Above image shows Land-Ocean (in red) and Land-only (in black) global monthly temperature anomalies compared to the average over the period 1951-1980.

At the Paris Agreement, nations committed to strengthen the global response to the threat of climate change by holding the increase in the global average temperature to well below 2°C above pre-industrial levels and to pursue efforts to limit the temperature increase to 1.5°C above pre-industrial levels.

To see how much temperatures have risen compared to pre-industrial levels, a comparison with the period 1951-1980 does not give the full picture. The image below, created by selecting a smoothing radius of 1200 km, shows that the global temperature rise from 1890-1910 was 1.58°C or 2.84°F.

The temperature rise is even higher when looking at measurements from land-only stations. The image below compares the March 2016 temperature with the period from 1890-1910 (250 km smoothing), showing a Land-only anomaly of 2.42°C or 4.36°F.

Taking into account that temperatures had already risen by some 0.3°C (0.54°F) before 1900, this adds up to a total temperature rise on land in March 2016 of 2.72°C (4.9°F) from the start of the industrial revolution.

On the Northern Hemisphere, there was an even more dramatic temperature rise on land. In March 2016, on land on the Northern Hemisphere, it was 4.9°F or 2.72°C warmer than the 20th century average, as illustrated by the image below.

How much of this rise can be attributed to El Niño?
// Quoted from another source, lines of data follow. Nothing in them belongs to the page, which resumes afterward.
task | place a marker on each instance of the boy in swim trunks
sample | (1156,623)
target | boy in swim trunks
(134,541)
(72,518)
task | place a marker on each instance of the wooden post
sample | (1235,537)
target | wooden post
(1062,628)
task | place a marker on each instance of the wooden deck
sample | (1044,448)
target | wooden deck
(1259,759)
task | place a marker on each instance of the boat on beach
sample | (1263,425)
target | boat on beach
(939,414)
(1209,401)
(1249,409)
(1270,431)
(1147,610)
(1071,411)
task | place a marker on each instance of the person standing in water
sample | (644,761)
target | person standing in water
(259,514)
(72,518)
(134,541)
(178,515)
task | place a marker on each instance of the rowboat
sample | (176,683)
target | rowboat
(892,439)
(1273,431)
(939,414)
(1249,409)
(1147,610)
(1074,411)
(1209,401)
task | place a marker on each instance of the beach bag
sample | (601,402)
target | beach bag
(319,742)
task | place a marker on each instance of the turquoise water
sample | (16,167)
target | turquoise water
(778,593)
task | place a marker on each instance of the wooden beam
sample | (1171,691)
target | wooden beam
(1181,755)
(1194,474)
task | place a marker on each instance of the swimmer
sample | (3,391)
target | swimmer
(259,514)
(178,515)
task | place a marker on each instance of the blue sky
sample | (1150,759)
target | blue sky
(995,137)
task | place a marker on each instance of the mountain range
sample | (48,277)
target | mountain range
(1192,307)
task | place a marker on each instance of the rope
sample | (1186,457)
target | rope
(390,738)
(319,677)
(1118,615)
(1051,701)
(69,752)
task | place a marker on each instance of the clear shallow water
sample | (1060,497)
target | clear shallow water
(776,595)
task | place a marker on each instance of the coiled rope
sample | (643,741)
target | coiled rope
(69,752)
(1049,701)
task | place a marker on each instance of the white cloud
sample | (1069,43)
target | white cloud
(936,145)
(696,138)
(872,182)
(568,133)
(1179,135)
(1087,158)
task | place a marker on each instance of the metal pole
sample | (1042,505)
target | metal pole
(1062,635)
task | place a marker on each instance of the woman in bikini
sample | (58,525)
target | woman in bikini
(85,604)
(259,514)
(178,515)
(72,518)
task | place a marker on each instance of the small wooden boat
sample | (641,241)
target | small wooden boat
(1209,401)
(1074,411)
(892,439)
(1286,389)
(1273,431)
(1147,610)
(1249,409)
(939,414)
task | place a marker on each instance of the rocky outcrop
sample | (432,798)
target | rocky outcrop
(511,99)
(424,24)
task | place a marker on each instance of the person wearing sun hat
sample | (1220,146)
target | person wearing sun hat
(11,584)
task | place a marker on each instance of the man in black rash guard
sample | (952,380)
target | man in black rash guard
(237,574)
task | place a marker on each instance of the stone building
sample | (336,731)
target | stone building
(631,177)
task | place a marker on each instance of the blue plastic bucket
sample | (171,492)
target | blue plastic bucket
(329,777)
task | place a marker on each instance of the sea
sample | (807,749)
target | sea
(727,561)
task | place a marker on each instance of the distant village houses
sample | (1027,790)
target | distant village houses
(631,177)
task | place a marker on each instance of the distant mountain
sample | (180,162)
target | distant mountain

One way to answer this question is by adding a polynomial trend, as in the March Northern Hemisphere Land Temperature Anomaly image below, showing that temperatures had already risen by 2°C in March 2015, while pointing at a rise of 4°C by March 2030 and 10°C before the year 2050.
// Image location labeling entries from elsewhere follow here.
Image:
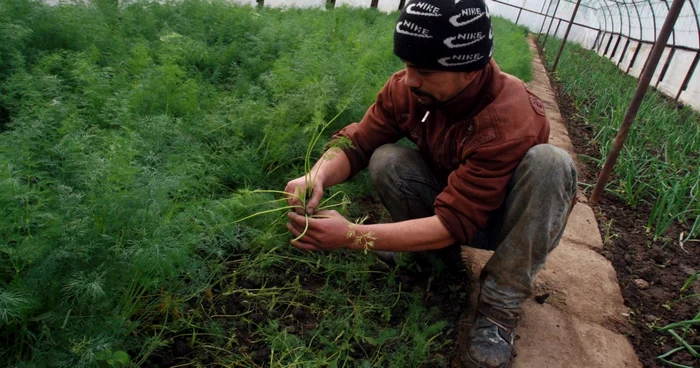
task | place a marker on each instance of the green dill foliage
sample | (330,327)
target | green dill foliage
(129,134)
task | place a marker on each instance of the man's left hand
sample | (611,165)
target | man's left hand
(327,230)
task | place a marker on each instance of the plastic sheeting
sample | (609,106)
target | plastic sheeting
(616,29)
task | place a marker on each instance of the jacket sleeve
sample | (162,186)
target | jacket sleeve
(379,126)
(478,187)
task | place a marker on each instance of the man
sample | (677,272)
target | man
(482,175)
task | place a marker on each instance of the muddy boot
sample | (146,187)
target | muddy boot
(489,345)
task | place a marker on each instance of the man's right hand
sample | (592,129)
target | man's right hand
(298,188)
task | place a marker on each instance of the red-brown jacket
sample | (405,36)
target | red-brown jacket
(475,140)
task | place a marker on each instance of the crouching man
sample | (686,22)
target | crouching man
(482,175)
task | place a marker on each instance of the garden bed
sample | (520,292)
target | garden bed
(655,268)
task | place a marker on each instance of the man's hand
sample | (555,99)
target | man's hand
(327,230)
(298,187)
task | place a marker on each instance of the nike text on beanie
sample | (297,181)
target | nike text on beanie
(449,35)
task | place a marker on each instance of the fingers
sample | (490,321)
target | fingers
(297,226)
(305,243)
(315,199)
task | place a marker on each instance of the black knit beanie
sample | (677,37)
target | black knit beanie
(449,35)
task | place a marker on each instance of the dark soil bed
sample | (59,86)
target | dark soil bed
(651,273)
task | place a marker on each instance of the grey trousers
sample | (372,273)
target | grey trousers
(522,232)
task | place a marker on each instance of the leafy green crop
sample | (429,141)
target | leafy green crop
(129,134)
(659,163)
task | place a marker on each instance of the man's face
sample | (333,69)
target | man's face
(431,87)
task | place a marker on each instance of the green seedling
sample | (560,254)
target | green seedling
(303,195)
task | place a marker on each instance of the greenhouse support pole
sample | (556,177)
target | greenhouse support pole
(566,36)
(642,86)
(549,29)
(690,73)
(545,18)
The trendline also shows that a temperature difference of about half a degree Celsius between the 20th century average and the year 1900. Taking into account that temperatures had already risen by some 0.3°C (0.54°F) before 1900, this adds up to a total temperature rise on land on the Northern Hemisphere in March 2016 of 3.52°C or 6.34°F from the start of the industrial revolution.
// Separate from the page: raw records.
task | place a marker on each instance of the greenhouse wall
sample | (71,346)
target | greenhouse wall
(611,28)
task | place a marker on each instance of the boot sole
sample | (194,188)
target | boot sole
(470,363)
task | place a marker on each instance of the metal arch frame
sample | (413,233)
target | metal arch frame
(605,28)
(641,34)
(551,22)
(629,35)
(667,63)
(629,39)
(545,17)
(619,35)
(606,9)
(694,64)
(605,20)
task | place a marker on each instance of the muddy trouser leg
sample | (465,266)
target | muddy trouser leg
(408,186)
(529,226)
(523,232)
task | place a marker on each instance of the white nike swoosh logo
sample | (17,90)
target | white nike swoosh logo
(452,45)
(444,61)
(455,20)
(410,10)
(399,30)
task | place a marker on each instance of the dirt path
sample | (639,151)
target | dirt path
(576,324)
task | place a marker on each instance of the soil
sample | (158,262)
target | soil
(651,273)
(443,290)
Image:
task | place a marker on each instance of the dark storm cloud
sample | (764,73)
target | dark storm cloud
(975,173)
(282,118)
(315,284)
NOAA data show that in March 2016, it was 2.33°C or 4.19°F warmer on land globally than the 20th century average. When compared to temperatures around the year 1900, it was even warmer.

In February 2016, NASA data show that it was 2.33°C or 4.19°F warmer on land (with 1200 km smoothing) than it was in 1890-1910, while it was 2.48°C or 4.46°F warmer for a 250 km smoothing radius for the land-only data. In an earlier post, a 2.3°C rise in February 2016 was used as one of several elements making up the total rise that could eventuate on land by the year 2026, assuming that no geoengineering will take place (image below).

Meanwhile, the current El Niño is still going strong and causing very high temperatures, making one wonder how high temperatures will be during the next El Niño, which could eventuate a decade or less from now. The image below shows high temperatures at four locations in South-East Asia on April 20, 2016.

The situation is dire and calls for comprehensive and effective action, as described in the Climate Plan.